Re: Clarify the meaning of "character" in the documentation

"Kristoffer Haugsbakk" <code@xxxxxxxxxxxxxxx> · Tue, 05 Mar 2024 10:00:06 +0100

On Tue, Mar 5, 2024, at 09:43, Manlio Perillo wrote:
> The term "character" is confusing: does it mean 7bit/ASCII character
> or Unicode Code Point?

IMO it should say “ASCII” in contexts where it is restricted to
that. Otherwise UTF-8 can be assumed since git(1) handles that well.

> As an example, with
> git config --add core.commentChar •  // Bullet (U+2022)
> git does not complain, but it is rejected later.

I think this is more about `git config --add` not doing any
validation. It just sets things. You can do `git config --add
core.commentChar 'ffd'` and get the same effect.

> A counter example is using UTF-8 with "user.name", where it is handled
> correctly.

Yep.

It will also handle UTF-8 in cross-systems setting, in my experience: if
you generate patches with git-format-patch(1) it will handle UTF-8 that
ends up in email headers correctly (it needs its own encoding).

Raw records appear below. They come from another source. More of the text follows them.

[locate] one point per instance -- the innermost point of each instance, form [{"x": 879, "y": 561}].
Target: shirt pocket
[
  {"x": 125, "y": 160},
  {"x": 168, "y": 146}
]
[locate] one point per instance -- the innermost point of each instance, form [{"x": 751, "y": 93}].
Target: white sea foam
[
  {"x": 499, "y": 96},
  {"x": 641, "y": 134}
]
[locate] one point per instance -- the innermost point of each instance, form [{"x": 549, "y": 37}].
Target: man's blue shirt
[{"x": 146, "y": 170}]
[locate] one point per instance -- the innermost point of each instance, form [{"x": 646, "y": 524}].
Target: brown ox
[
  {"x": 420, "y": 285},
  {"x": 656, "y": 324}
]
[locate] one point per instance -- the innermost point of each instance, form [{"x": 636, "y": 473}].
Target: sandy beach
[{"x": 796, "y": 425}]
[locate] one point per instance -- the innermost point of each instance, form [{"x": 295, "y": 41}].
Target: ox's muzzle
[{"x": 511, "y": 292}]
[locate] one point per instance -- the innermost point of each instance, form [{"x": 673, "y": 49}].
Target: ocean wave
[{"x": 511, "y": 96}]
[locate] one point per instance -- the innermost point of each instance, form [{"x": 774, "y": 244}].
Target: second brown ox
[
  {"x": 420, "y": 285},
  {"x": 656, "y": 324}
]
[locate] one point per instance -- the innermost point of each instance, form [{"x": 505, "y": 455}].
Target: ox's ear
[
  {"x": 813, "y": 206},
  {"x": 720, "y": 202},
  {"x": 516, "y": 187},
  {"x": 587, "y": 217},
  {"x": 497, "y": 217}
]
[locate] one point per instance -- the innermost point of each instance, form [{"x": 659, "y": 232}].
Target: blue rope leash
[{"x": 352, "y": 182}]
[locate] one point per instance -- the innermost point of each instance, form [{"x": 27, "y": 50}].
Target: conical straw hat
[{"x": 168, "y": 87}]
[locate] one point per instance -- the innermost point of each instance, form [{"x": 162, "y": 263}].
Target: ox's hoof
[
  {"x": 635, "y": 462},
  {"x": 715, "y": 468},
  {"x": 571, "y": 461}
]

It’s quite UTF-8 friendly.

> I sent this email after reading the documentation of "git diff
> --color-moved=blocks, where the text says:
>> Blocks of moved text of at least 20 alphanumeric characters are detected greedily.
>
> In this case it is not clear if the number of characters are counted
> as UTF-8 or normal 8bit bytes.

Alphanumeric characters (a-z and A-Z and 0-9) are ASCII. And one ASCII
char is represented using one byte in UTF-8. This already looks precise
to me.

I’ve never run into a case where git-diff(1) does not handle UTF-8. I
don’t even know if it really needs to “handle” it per se as opposed to
just treating it as opaque bytes. Maybe it matters for things like
whitespace and word-boundaries, I don’t know.

-- 
Kristoffer Haugsbakk